Пока тешился набольший, двое из его разъезда ждали на конях, беспокойно всматриваясь в даль, а иной раз искоса поглядывая в сторону откуда доносились рваные женские крики и довольное мужское пыхтение.
— Чего это он так с ней? — спросил отрок, даже жалеючи девицу.
— Этот Кыдан у него княжеский обоз отбил. Тогда голова наш в немилость пал — князь уплатить за потерю потребовал — вот он брату первенство своё за выкуп и отдал. Он, — махнул в сторону, где истошные визги половчанки сменились на жалобные писки, — из-за Кыдана всего своего достояния лишился. Борис с Военегом только и выжили в той зарубе. Вот только чую, нам уже поторопиться следует, — задумчиво протянул Вадим, оглядывая светлеющую в предрассветном сумраке степь.

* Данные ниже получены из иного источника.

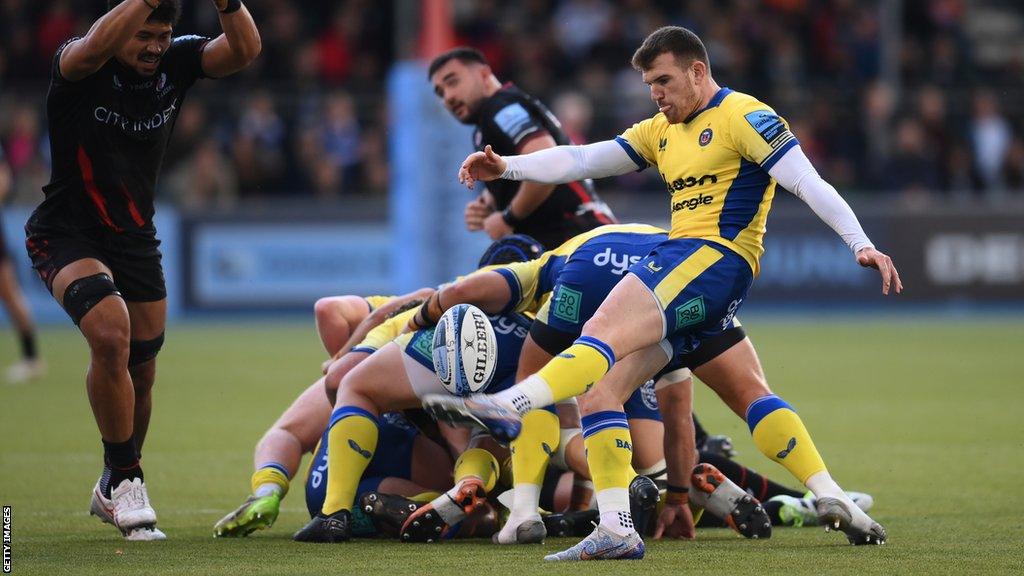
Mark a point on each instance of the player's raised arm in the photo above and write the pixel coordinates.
(87, 54)
(552, 166)
(795, 172)
(238, 46)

Над краем оврага, где замолкли булькающие и чвакающие хрипы, показался немного промедливший Борис и, отерев кровь с меча пучком сухого ковыля, попутно сорванного, вложил его в мягкие ножны. Олянувшись назад, где остался изрубленный им северский беглец, вставил ногу в прямое стремя, запрыгивая в седло.

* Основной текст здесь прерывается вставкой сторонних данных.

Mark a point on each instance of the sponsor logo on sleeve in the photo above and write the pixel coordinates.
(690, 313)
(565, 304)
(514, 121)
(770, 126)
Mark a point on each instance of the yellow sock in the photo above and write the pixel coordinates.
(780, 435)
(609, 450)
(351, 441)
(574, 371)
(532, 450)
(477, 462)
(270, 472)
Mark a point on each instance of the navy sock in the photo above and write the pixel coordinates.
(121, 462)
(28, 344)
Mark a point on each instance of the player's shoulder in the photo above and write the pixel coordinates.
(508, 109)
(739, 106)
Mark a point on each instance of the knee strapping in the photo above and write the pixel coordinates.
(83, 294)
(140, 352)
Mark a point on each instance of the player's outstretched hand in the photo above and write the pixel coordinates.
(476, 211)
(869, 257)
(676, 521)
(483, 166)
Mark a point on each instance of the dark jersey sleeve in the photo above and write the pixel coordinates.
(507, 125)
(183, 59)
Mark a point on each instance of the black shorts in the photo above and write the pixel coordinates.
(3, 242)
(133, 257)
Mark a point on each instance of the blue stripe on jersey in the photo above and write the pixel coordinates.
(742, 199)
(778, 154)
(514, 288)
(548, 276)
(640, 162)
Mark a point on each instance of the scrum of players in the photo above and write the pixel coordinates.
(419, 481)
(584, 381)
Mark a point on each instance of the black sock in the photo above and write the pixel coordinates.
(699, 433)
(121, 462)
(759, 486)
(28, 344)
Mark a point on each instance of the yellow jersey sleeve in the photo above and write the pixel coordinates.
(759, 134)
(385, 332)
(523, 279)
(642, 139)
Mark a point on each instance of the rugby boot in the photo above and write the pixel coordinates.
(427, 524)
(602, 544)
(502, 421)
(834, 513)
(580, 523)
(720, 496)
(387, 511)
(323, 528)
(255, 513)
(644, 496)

Тонкое скуление тоже стихло. Военег, на ходу поправил свои широкие порты и отерев руки о бока, надел на голову протянутый одним из дружинников шлем с красным флажком на шишаке. Ещё не отойдя от переполняющей любострастной услады, набольший переяславльского разъезда истомно поёрзал в седле, прокрутив на большом пальце перстень и отерев кровь с волчьей морды.